I must admit to approaching this film with some trepidation. After all, the only other film I’d seen by director Ryoo was Arahan, and while that was fun mindless entertaiment, I was hard-pressed to imagine him succeeding with something serious.
My fears were unfounded, because this is a genre-defying drama which succeeds wonderfully. Choi Min-shik will always be watchable, whatever the role and whatever the film, and he imbues his down-and-out boxer with real humanity. Moments that, in lesser films, would have been cliched and saccharine, here turn our expectations around and force us to see the world as it can be, rather than through the lens of stereotype.
I have many favourite scenes here, but one that stands out concerns Gang (Choi) being beaten by a gang led by a former Asian Games team-mate. Most viewers could recite the predictable path this scene would take, and they’d be wrong. Gang takes his beating, not with spitting defiance or whimpering fatalism, but with a dignity both stubborn and admirable. Choi handles the difficult task of presenting a man driven beyond his bounds but still clinging to whatever shreds remain of his past life, and handles it superbly. Not surprising, since every performance that Choi essays is marked by subtlety and nuance.
The greatest surprise, however, came from Ryoo Seung-bom, who plays Yoo Sang-hwan. Since I’d only seen him in Arahan, I must confess I didn’t have a very high opinion of his acting skills. The fact that he’s the brother of the director compounded my concerns. But his performance here is excellent: he inhabits his character with an angry energy that’s totally compellling. No sign here of the charming doofus from Arahan: Yoo is all pent-up aggression and fury, erupting at the slightest provocation.
That’s not to say that he presents just an aggressive bonehead, full of violence and braggadocio. We see that Yoo is constantly on the edge of exploding, but there’s a tension keeping him in check. Even the way he smokes, long drags that draw the burning edge right up the tube, hints at the way he’s struggling to keep from flying apart. The sheer physicality that he used in Arahan with naive enthusiasm, and which gave that film much of its energy and charm, here gives a portrait of a man constantly on the edge of explosion. Not much charm here, but a lot of energy.

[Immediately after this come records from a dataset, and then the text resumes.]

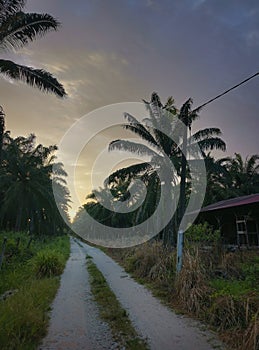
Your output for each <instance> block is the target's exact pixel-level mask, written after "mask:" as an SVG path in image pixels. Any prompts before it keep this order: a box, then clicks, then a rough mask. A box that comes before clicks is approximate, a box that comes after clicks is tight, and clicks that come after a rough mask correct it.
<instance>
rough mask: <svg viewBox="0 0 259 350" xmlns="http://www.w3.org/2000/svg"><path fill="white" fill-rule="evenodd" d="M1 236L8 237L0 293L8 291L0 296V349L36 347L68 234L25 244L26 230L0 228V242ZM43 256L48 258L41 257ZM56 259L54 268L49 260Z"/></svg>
mask: <svg viewBox="0 0 259 350" xmlns="http://www.w3.org/2000/svg"><path fill="white" fill-rule="evenodd" d="M4 236H6V237H7V239H8V241H7V246H6V254H5V259H4V263H3V266H2V269H1V271H0V295H4V293H5V292H6V291H11V293H10V296H8V297H7V298H6V299H2V300H0V349H1V350H27V349H36V347H37V345H38V344H39V342H40V340H41V339H42V337H43V336H44V335H45V334H46V330H47V325H48V311H49V308H50V305H51V302H52V300H53V298H54V296H55V294H56V292H57V289H58V286H59V278H58V275H60V274H61V272H62V270H63V267H64V266H65V261H66V259H67V258H68V256H69V250H70V245H69V238H68V237H67V236H62V237H53V238H48V240H46V239H41V240H33V241H32V243H31V244H30V247H28V242H29V237H28V235H27V234H26V233H21V232H20V233H10V232H1V233H0V244H1V243H2V240H3V237H4ZM17 238H20V243H19V245H18V247H17ZM42 257H43V258H42ZM46 257H50V258H49V259H47V260H46V261H45V258H46ZM56 259H58V262H59V263H58V269H56V267H54V264H53V261H57V260H56ZM44 262H45V263H46V264H44ZM50 263H51V264H50ZM53 269H55V273H53V272H54V271H53ZM54 275H55V276H54ZM12 291H13V293H12Z"/></svg>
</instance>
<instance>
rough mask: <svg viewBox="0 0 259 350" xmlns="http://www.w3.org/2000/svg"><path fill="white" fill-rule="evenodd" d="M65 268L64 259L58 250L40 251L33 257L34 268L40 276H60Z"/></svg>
mask: <svg viewBox="0 0 259 350" xmlns="http://www.w3.org/2000/svg"><path fill="white" fill-rule="evenodd" d="M63 269H64V259H63V258H62V256H61V255H60V253H58V252H56V251H52V250H45V251H40V252H38V253H37V255H36V256H35V258H34V259H33V270H34V272H35V275H36V276H37V277H38V278H43V277H52V276H58V275H60V274H61V273H62V271H63Z"/></svg>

Given these two fine actors, the story tells itself. There are some moments that drag, particularly those dealing with Gang, whose life is desperate and who has little reason for optimism. But these moments are few. As the focus shifts between the two desperate characters, we are entangled in their lives and problems, and when we come to the crucial fight, we find we’re facing a fight where we want both fighters to win.
I won’t tell you who wins, but I will tell you that I was surprised yet again by the quality of the fight scene. Not, I hasten to add, because of its bone-crunching and kidney-jellying effects, but because it was heartbreakingly realistic. For an audience more accustomed to MTV-style sharp cuts and frequent editing for ‘highlights’, it might seem tedious, but to me it displayed the reality of the fight, and the evolution of the characters, far better than any amount of dialogue could have done.
It also provided a suitable ending for a film which presents a microcosm of the human condition: you get a kicking now and again, but life goes on. Goethe would have been pleased. (Cultural note: Goethe penned the quote often attributed to Nietzsche: “What does not kill me makes me stronger.” What’s with those Germanic types, eh?)